I find the Smurfette Principle bothersome for two main reasons. First, the only woman in the cast, the sole representative of her gender, is often loaded down with so much of what the writer might term “strength” that she doesn’t get the chance to be interesting or complicated; she’s less a believable person than a collection of PC traits. A fine blog with an attention-getting title, “I Hate Strong Female Characters,” points out this problem.

Second, having a heroine interact primarily or exclusively with men furthers the anti-feminist notion that only men truly matter in a woman’s life. Nearly all relationships are drawn as potential romances, unless the male character is significantly older than the female lead (and even then it’s often not much of a stumbling block). No matter how strong she supposedly is, she lives for love/sex or she doesn’t live at all. Universal heterosexuality is also implied here.
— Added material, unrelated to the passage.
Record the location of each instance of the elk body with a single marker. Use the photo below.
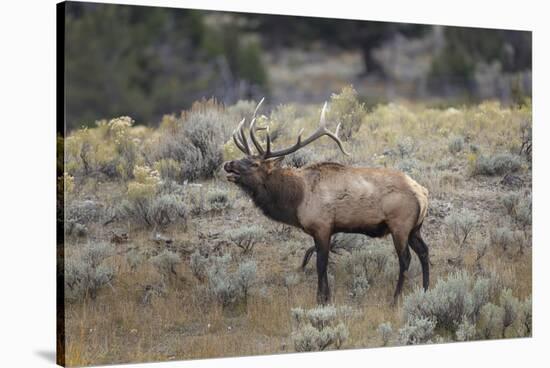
(327, 198)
Surely a woman’s life can be wide and complex enough to hold room for all kinds of relationships, and surely some of those relationships can be with other women. In Atterwald, my heroine Nichtel first learns about love from her foster-mother, Ricarda, a capable heroine in her own right. Even though they’re apart for many pages, Nichtel’s relationship with Ricarda is a significant force in her life throughout. In all the novels I have planned for the foreseeable future, I intend to have at least one female character matter to the heroine, and to free the heroine from the need to carry the Burden of Awesome on her shoulders alone.
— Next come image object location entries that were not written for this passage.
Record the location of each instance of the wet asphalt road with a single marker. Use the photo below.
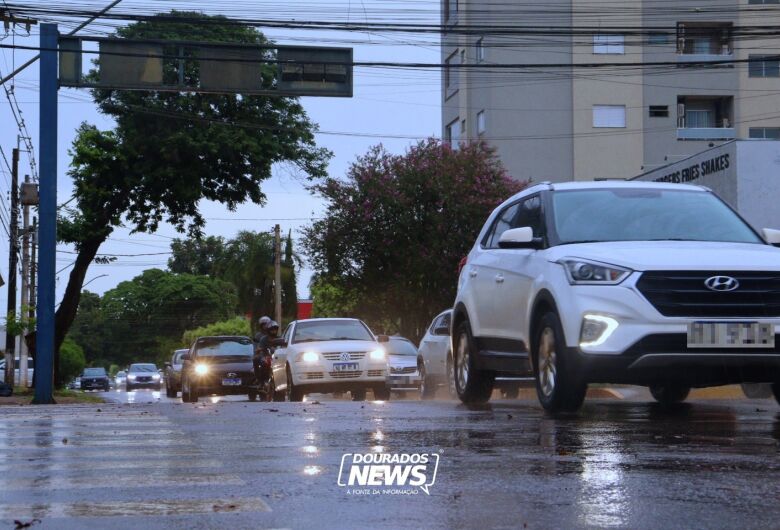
(235, 464)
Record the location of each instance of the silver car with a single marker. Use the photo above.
(433, 355)
(402, 371)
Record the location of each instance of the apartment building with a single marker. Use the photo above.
(571, 114)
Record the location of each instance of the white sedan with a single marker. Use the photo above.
(326, 355)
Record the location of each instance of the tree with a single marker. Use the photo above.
(89, 329)
(170, 150)
(145, 317)
(396, 228)
(234, 326)
(73, 361)
(196, 255)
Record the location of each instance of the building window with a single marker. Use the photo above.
(608, 44)
(480, 50)
(659, 111)
(765, 133)
(452, 133)
(764, 66)
(609, 116)
(704, 38)
(450, 74)
(657, 39)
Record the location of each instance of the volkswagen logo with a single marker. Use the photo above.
(721, 283)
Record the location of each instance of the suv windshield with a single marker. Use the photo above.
(331, 330)
(143, 368)
(642, 214)
(237, 347)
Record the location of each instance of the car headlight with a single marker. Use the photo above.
(579, 271)
(596, 329)
(310, 357)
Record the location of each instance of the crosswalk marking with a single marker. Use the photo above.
(74, 449)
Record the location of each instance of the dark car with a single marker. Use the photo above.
(94, 379)
(173, 373)
(218, 366)
(142, 375)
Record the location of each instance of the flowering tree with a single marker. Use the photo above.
(397, 226)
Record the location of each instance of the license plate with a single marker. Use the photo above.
(731, 335)
(345, 367)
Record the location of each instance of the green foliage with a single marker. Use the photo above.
(234, 326)
(332, 298)
(144, 318)
(397, 226)
(72, 360)
(197, 255)
(89, 329)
2. Cast Full of Pretty Boys

I define this as the phenomenon of a book, movie, or TV show gaining a huge female fanbase even though its female characters are few, underdeveloped and/or unsympathetic, because hey! Hot guys! A review I read once on Goodreads encapsulates the problem I have with this phenomenon. The female reviewer questioned the introduction of a girl character in the second book of a boys’ adventure series, when the first book had no female characters at all. Was the girl added so girls would read the book? Then it was pointless, the reviewer said, because “girls want to read about guys.”

This strikes me as sad, not because I can’t see any value in any book with an all-male cast — hey, I loved The Hobbit, though I admit I still like to imagine Bilbo and at least one of the dwarves as female — but because I find it a regrettable commentary on the way girls are written in a lot of middle-grade and young-adult fiction. As I noted in a previous blog, too many writers peg adventure stories as “for boys,” while love stories are “for girls.” Young female readers with a taste for adventure probably do “want to read about guys.” If girls in action-driven stories were better written, and served more of a purpose in the plot, then those readers might enjoy reading about girls as well.
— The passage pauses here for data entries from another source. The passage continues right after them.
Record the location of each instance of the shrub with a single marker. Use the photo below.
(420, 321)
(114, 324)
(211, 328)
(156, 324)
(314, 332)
For my own part, I’ve lost my taste for stories where girls and women are left out of the adventure, no matter how hot the guys are, unless there is a sound reason for leaving them out — for instance, a historical military setting. Of course I enjoy reading and watching a hot guy in action, but only if there is a capable, courageous, and root-worthy gal working alongside him. I try to imagine myself writing a story in which women linger in the background (if they’re there at all) while a cast of exceptionally attractive men dominates the scene, and my imagination won’t reach that far. Since as a reader I have no interest in those stories, why would I write them?